Nearly 30 percent of LGBTQ women candidates for office were discouraged to run due to their gender or gender identity, according to a report released Wednesday.

The new report from the LGBTQ+ Victory Institute and Loyola Marymount University’s LGBTQ+ Politics Research Initiative found that 27.2 percent of LGBTQ women candidates in the survey were discouraged from running because of their gender or gender identity. According to the report, the percentage of LGBTQ women who faced discouragement because of their gender or gender identity was four times higher than that of gay and bisexual men (7.1 percent).

“LGBTQ+ women face obstacles at greater rates than gay and bisexual men even before entering the race — and these disparities continue in various ways on the campaign trail,” the report reads. “This report brief shows women are more likely to be discouraged to run and worry more about harassment or attacks on the trail.”

The report also found that LGBTQ women face more attacks on their personal appearance, at 40.8 percent, versus their gay and bisexual male counterparts, at 27.8 percent. More LGBTQ women candidates were also more likely to face attacks on their personal appearance “at least weekly,” at 10.9 percent, versus gay and bisexual men at 4.9 percent.

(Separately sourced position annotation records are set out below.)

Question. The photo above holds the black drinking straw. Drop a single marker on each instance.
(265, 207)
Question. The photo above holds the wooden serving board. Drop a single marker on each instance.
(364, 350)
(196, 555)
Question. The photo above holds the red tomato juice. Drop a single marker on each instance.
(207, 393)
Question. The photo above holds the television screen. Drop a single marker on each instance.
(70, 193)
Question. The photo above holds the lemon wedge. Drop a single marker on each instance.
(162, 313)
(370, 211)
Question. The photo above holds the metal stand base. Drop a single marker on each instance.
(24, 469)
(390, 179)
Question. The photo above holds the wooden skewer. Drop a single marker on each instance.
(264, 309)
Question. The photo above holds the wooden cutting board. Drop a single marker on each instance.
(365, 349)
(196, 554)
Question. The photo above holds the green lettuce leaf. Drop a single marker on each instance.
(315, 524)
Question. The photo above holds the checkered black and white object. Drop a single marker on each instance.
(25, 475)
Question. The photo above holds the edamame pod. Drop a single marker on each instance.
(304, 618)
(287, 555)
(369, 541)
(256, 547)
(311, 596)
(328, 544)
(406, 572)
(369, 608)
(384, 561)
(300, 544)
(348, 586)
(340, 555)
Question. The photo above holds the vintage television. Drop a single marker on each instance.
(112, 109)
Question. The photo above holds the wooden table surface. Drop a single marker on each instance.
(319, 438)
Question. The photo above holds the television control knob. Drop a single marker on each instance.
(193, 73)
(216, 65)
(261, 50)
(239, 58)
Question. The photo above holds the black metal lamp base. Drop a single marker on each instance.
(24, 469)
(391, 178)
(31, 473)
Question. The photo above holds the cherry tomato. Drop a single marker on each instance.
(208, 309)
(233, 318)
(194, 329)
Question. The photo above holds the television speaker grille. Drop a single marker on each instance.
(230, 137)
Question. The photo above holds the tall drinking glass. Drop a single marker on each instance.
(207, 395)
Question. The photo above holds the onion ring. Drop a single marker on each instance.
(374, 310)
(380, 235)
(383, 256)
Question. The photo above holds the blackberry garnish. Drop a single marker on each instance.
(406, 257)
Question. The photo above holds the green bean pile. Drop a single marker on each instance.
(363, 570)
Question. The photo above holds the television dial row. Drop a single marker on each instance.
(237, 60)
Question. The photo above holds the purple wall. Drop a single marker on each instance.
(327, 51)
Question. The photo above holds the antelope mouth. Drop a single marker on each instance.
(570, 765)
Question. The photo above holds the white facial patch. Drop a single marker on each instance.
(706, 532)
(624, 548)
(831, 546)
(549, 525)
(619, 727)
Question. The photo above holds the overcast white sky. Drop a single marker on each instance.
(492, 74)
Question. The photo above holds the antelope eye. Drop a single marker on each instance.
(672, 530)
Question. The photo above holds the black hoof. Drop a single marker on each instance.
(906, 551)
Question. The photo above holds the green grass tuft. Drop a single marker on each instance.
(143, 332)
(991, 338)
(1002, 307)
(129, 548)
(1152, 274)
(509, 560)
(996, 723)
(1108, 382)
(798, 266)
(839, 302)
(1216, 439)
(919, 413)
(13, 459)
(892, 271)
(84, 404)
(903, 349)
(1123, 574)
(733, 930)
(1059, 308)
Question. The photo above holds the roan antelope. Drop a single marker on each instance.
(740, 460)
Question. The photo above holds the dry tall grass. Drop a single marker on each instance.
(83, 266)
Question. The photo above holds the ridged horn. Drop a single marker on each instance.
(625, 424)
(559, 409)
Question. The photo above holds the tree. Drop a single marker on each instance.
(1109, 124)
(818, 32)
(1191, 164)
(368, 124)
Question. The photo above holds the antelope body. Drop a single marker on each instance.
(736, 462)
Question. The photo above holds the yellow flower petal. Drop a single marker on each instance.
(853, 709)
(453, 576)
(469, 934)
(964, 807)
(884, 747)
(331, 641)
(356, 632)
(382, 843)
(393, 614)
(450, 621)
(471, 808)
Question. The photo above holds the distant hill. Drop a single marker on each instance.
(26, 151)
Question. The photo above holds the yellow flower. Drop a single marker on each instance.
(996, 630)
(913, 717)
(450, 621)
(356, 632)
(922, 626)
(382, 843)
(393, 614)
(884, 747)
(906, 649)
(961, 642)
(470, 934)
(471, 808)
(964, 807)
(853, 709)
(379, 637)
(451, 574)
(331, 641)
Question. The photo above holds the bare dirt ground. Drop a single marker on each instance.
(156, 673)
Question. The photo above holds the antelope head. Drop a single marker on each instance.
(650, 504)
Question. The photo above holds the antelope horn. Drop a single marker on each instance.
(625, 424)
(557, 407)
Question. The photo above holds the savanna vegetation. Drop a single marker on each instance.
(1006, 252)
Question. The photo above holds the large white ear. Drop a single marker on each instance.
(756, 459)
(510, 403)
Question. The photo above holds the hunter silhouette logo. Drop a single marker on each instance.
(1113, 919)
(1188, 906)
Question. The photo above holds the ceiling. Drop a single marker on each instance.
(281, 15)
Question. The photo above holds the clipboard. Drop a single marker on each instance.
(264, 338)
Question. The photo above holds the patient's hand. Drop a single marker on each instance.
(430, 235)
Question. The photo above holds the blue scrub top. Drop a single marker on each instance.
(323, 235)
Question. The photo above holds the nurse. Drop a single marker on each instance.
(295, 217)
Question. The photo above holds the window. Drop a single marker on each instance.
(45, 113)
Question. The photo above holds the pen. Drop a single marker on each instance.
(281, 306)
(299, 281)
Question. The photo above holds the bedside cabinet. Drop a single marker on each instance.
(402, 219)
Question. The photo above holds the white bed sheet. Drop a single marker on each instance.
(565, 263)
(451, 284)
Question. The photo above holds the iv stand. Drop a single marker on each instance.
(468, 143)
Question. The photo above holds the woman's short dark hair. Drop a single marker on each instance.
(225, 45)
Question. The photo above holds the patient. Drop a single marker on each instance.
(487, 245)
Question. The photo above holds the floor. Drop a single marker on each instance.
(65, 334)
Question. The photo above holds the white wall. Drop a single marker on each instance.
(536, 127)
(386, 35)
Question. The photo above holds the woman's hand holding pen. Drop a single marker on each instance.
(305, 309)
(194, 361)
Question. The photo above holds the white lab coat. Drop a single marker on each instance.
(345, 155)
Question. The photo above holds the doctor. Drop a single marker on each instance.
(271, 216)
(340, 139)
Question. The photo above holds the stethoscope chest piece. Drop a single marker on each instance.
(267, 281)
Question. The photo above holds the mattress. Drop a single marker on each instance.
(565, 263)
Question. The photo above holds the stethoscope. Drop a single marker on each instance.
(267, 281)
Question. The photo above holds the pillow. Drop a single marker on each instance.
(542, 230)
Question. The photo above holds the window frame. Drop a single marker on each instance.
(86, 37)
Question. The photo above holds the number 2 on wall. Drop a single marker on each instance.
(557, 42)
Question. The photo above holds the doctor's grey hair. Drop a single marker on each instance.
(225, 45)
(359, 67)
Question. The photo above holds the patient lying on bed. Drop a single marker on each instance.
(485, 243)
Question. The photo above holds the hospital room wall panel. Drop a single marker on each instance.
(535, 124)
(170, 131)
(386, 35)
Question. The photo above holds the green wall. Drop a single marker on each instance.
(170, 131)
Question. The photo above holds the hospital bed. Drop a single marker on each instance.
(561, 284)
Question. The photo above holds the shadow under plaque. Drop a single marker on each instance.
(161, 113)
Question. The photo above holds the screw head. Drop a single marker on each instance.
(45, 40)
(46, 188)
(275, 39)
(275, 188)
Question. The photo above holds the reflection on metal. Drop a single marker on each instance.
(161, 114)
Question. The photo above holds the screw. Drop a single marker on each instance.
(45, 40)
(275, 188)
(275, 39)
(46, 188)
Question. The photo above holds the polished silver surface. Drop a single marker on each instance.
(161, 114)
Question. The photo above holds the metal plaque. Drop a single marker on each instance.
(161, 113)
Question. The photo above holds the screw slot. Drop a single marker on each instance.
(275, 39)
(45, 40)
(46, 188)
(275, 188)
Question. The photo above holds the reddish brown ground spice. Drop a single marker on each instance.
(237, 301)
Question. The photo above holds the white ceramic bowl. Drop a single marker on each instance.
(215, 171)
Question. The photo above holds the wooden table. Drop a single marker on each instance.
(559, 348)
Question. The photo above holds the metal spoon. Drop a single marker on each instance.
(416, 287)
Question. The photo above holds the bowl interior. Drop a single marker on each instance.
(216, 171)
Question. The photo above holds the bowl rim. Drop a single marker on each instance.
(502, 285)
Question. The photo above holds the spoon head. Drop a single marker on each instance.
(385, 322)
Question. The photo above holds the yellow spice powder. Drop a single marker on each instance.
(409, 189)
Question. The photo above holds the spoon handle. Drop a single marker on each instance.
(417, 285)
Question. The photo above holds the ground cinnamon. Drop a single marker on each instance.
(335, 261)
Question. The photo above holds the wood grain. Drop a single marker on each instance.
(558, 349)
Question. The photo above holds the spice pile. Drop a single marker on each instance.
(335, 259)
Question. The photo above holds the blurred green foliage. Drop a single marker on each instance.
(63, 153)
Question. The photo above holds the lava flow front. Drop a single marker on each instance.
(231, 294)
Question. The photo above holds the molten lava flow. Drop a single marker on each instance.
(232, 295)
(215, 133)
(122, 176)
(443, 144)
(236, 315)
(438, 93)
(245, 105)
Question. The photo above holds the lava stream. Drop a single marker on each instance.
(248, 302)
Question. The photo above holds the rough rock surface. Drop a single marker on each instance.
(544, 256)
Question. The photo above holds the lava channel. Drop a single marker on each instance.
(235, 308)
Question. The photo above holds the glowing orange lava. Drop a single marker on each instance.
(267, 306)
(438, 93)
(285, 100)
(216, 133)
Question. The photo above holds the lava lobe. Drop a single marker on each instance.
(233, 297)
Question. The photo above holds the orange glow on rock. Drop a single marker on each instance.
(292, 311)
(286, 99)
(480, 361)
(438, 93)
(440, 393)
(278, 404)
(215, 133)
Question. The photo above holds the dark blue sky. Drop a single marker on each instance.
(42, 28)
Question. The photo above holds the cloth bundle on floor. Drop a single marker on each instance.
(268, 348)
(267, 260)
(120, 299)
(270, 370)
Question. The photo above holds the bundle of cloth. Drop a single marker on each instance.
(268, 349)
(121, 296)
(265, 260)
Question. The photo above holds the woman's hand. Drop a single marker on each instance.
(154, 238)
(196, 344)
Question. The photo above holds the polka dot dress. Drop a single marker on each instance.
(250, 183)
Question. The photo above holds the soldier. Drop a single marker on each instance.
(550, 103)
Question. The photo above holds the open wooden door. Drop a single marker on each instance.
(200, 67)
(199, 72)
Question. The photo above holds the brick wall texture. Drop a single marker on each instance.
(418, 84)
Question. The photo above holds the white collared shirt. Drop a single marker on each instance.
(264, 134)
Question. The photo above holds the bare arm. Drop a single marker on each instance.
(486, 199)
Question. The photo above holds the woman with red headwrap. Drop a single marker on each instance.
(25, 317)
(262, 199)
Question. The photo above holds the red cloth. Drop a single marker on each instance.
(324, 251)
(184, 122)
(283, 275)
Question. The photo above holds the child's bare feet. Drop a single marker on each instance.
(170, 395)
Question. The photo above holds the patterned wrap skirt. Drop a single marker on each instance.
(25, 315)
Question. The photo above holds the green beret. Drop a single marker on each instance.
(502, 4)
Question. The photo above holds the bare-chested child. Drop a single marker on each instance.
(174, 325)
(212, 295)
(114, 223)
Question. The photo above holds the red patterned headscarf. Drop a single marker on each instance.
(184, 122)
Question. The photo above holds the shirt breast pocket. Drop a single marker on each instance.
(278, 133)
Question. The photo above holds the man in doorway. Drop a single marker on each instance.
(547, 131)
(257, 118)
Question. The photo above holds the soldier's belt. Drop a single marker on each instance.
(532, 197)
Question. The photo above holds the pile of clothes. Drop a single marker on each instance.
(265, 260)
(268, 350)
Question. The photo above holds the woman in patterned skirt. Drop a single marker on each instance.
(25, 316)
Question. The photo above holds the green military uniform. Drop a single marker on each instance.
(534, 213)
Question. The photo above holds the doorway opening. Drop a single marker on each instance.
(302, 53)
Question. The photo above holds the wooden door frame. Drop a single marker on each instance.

Annise Parker, president and CEO of the LGBTQ+ Victory Institute, said in a statement on the report that it is “clear” that the data shows that in comparison “to LGBTQ+ men candidates, LGBTQ+ women candidates are more likely to be discouraged from running for office based on their gender, are more likely to be attacked for their appearance and face greater media bias.”

“Despite the obstacles, LGBTQ+ women must continue to claim their seat at the table by running for office,” Parker said. “It’s on all of us to help level the playing field for LGBTQ+ women candidates by recruiting and supporting them, calling out media bias and holding bigots accountable.”

In the 2022 midterms, a record 340 openly LGBTQ candidates ran and won their elections in a so-called rainbow wave, with candidates such as current Massachusetts Gov. Maura Healey (D), who became the nation’s first openly lesbian governor, notching wins.

The data from the report comes from an earlier survey by the LGBTQ+ Victory Institute and Loyola Marymount University. The survey was conducted between April 3 and May 17, 2023, with 473 American LGBTQ candidates, 147 of whom were women, who ran for office between 2018 and 2022.